Por Oscar L. Cordero

El estacionamiento del seven eleven, en 16 y Thomas de Phoenix, Arizona, está resbaloso de tanto aceite que los vehículos chorrean al estacionarse. Se forma una mancha, apestosa y mugrienta, vergüenza indeleble. Por más que el empleado cubano la talla y la raspa, lo único que logra es hacerla más brillosa y visible.

Estaciono mi flamante honda y me adentro en ese deslumbrante cosmos del convenience store,presencia inevitable, en éste país meca del libre mercado; ejemplo de “civilizada convivencia”. Mis no muy “civilizadas” intenciones me conducen, a través de estantes llenos de papas fritas y milagrosos refrescos low carb, hasta las espirituosas bud lights, donde me apodero de un atrayente six pack. Me dirijo a la registradora y pago. Antes de subirme al carro, me aborda un indígena cacarizo, y con aguardentosa y lastimera voz, me pide un quarter para el camión. “A duras penas acabalé para mis chelas…” le digo, pero prometo que la próxima sí lo ayudo…
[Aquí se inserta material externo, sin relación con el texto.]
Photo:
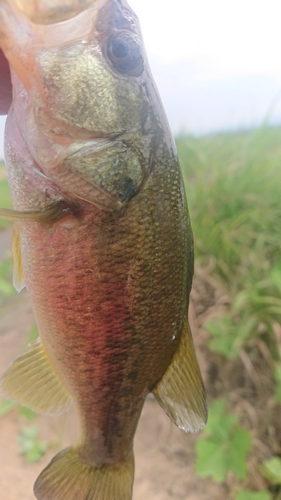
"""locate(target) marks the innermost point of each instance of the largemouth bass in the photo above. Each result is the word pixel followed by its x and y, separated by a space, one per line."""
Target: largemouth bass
pixel 102 238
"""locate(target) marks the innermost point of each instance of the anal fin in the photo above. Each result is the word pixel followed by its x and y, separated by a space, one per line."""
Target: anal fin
pixel 181 392
pixel 69 477
pixel 31 381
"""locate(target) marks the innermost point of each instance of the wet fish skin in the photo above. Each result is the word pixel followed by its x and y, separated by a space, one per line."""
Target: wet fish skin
pixel 110 278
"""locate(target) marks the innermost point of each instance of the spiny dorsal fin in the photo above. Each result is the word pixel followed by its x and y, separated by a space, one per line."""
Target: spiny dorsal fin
pixel 18 275
pixel 31 381
pixel 181 392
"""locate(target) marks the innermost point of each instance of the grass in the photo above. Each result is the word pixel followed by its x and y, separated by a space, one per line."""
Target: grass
pixel 233 181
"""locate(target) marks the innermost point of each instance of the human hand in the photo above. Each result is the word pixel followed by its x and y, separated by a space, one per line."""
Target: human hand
pixel 5 85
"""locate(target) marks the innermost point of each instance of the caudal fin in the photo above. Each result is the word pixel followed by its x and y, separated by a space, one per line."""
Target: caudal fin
pixel 69 477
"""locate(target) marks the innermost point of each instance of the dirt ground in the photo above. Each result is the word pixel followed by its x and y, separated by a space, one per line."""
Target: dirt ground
pixel 164 455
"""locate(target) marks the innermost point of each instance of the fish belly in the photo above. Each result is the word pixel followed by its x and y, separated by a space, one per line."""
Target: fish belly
pixel 109 294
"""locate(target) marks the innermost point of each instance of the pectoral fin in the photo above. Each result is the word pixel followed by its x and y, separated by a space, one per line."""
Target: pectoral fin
pixel 48 215
pixel 181 392
pixel 18 275
pixel 31 381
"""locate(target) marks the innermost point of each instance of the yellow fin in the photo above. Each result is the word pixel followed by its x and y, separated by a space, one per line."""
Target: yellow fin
pixel 18 275
pixel 70 477
pixel 31 381
pixel 48 215
pixel 181 392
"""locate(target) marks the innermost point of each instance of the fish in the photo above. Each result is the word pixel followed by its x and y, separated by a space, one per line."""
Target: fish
pixel 102 239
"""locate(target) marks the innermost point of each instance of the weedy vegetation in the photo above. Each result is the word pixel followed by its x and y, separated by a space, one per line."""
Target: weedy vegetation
pixel 233 182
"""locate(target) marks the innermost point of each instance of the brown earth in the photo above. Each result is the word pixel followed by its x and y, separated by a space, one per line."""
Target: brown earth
pixel 164 455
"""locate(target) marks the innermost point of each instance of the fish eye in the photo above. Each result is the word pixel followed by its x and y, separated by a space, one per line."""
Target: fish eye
pixel 125 54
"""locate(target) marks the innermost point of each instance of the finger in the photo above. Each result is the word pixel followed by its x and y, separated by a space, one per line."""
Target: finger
pixel 5 85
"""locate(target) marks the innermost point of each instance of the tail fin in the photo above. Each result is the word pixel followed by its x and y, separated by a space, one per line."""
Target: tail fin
pixel 69 477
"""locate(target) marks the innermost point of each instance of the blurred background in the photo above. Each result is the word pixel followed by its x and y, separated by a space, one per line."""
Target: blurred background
pixel 217 67
pixel 216 64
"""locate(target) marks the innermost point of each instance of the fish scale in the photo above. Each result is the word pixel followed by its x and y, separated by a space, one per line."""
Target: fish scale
pixel 102 240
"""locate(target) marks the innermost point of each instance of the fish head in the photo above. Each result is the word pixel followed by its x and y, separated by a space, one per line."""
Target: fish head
pixel 86 101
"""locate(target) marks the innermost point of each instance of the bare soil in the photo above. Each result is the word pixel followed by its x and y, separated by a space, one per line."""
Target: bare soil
pixel 164 455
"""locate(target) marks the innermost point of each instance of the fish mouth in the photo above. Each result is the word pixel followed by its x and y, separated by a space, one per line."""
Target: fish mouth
pixel 45 12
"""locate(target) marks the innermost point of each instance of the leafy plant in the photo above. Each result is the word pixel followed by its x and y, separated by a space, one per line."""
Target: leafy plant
pixel 228 338
pixel 277 377
pixel 224 446
pixel 271 470
pixel 5 406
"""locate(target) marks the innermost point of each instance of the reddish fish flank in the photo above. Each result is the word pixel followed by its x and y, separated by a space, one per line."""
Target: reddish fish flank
pixel 109 271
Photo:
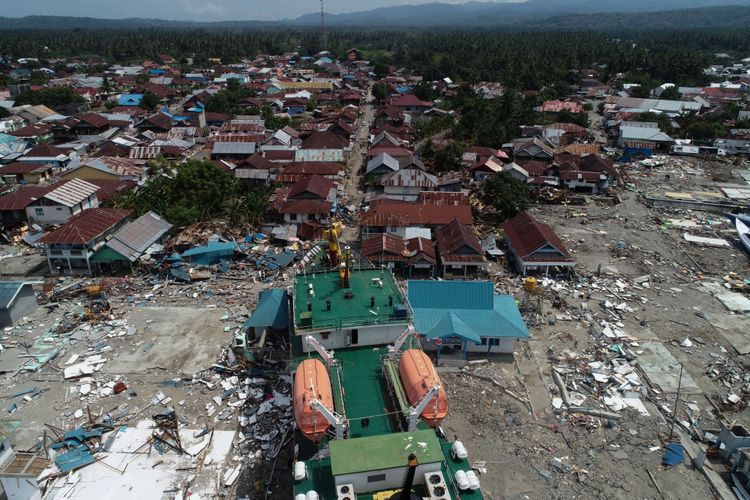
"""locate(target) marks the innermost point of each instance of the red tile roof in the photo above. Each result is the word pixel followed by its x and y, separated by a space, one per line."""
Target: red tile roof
pixel 557 106
pixel 95 120
pixel 33 130
pixel 456 236
pixel 279 156
pixel 384 247
pixel 305 207
pixel 408 101
pixel 315 185
pixel 314 167
pixel 392 151
pixel 23 167
pixel 44 151
pixel 109 189
pixel 324 140
pixel 86 226
pixel 421 249
pixel 527 235
pixel 256 161
pixel 442 198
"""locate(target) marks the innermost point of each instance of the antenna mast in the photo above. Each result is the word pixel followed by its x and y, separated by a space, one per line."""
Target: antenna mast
pixel 322 26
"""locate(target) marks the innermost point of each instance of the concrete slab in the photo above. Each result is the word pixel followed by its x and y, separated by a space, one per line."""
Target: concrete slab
pixel 663 370
pixel 733 301
pixel 149 475
pixel 185 340
pixel 735 329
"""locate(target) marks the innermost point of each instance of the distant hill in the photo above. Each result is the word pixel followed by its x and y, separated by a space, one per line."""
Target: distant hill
pixel 531 12
pixel 543 15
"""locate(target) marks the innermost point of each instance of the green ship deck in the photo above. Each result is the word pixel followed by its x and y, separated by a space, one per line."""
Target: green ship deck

¡Cuán elásticas son las leyes que rigen el molde forjador del homo eroticus! Perdón… erectus.

De un auto, digno de una figura hollywoodense, se baja una monja. Antes de poner su delicado pie en el pavimento, aún caliente, echa una mirada hacia el lado derecho, no vaya a ser que algún mirón, como yo, le llegue a ver un centímetro de piel. Pone el seguro, prueba la alarma y las luces del carro se encienden… me considera sospechoso. La monja compra lo que necesita y sale. Voltea a verme, adusta y grave, para hacerme saber que no habría sido una víctima fácil.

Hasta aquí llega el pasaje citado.